Well, let's examine the history to see where we are today...
In the lead up to World War 1, the various ethnicities within the Austro-Hungarian Empire (and Eastern Europe in general) all wanted autonomy or independence. All of them had a fairly obvious region for a new state to spring up except the Jewish people in the empire. The question of a Jewish homeland arose in the context of European nationalism at that time, and the concept of a Jewish state in Israel/Palestine became popular because it was logical based on history and it appealed to religious fervor. Even many Christians were enthusiastic about the idea because they believed the Jews needed to return to Israel to bring about the End Times and the Second Coming of Christ.
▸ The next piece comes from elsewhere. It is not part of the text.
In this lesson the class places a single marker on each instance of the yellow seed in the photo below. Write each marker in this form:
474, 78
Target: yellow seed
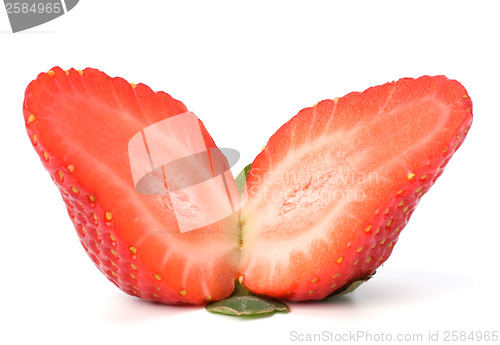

With the collapse of the Austro-Hungarian Empire after the war, most of the former ethnic minorities got their own state. The Ottoman Empire had also collapsed and been reshaped by France and Britain. The area of Israel/Palestine was under British control, and the Brits promised both the Palestinians and Jews a state there. European Jews had been immigrating to the area for a while, but under British control the immigration increased massively. Obviously, a huge part of the reason was the European anti-Semitism that met its fullest expression in the Holocaust.
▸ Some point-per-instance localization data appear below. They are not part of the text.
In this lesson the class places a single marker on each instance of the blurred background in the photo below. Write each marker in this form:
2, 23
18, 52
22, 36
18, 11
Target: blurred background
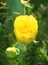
37, 53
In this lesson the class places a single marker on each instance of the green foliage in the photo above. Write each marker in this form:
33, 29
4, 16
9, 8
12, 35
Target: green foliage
35, 53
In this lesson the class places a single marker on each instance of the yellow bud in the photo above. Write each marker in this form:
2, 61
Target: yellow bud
11, 52
25, 28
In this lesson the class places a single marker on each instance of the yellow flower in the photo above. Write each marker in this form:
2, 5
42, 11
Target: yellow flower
11, 52
25, 28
The Palestinian Arabs had developed their own national consciencious through their struggles for independence with the Ottomans and British. (Some people try to downplay their distinctions from other Arabs, but if we follow that logic it's hard not to say that Ukrainians are just a kind of Russian). Their society was changing rapidly due to massive immigration of people with a Western lifestyle, and the Palestinians were afraid of losing control of their homeland to the newcomers. One of the major differences of course was religion. Conflict tends to bring those kind of differences to the forefront, and the Palestinians who felt like things were slipping away became more receptive to the extremist interpretations of Islam that were being pushed by the Wahhabis in Saudi Arabia. The Wahhabi House of Saud had been given control of Arabia for helping to take down the Ottomans.
When the Palestinians were unhappy with the partition plan that created Israel, they fought back with the help of other Arab nations and were crushed. The entire Middle East knew it was under the thumb of the West, and so for a lot of people, appealing to Allah began to seem like the only way out. Wahabbism, extremist Shiism in Iran, etc. all became powerful forces in that environment, and the West's game (including the Russians) of arming various groups and playing them off against each other has only served to make an already bad situation worse. Propping up brutal dictators in order to get favorable oil deals has also been influential in turning public perception in the Middle East against the West.
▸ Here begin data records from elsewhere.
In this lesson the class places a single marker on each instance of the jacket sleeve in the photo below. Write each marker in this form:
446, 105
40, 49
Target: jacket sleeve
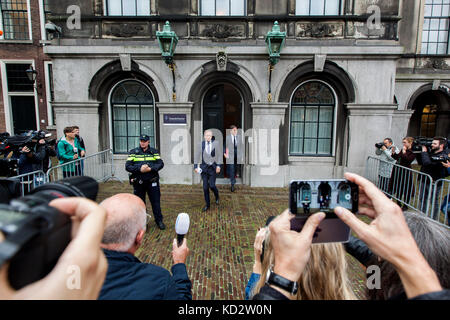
131, 166
158, 164
179, 287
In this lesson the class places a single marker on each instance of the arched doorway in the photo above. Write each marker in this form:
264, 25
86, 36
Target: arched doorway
222, 107
431, 115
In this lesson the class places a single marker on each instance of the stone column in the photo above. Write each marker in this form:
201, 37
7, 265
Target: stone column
265, 146
82, 114
368, 124
175, 142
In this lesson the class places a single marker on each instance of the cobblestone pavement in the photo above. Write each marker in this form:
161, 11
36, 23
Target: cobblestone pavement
221, 240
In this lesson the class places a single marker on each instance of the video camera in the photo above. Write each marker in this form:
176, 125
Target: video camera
36, 234
11, 148
421, 141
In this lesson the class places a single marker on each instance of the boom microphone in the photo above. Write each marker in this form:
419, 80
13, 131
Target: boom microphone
182, 227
So you may be saying, ok, I knew all that, but why is it important?
The Right insists that the only way to deal with the problem is to call it what it is: Islamic terrorism, radical Islam, extremist Islam, etc. And all of those terms do describe groups like ISIS and al Qaeda. They're right in that regard. But WHY do they insist on using those labels?
The reason is that the Right wants to put the problems with radical Islam today in the same context as historical struggles between the Islamic world and the Christian West from the Middle Ages. In other words, they let the terrorists dictate how we view the context. This allows them to completely dismiss our missteps, continue the same failed policies, and play off people's fears to paint the enemy as the big, bad Islamic bogeyman who has always been trying to get us. End Times theology and other Christian beliefs about God's relationship with the Jews also play a role in how a lot of Christians feel about the situation in the Middle East and what course we should take. And since we only see that THEY attacked US and we don't think they're ever going to stop, why shouldn't Israel just build another settlement in the West Bank? Why should we trust Muslims at all?
Solutions don't come from two sides trying to move to the extremes. Of course we don't want to find common ground with terrorists, but we need to find a way to truly develop a better relationship with the Islamic world and support liberalizing forces in the region. I hope we don't really need the end of the world to make the region stable.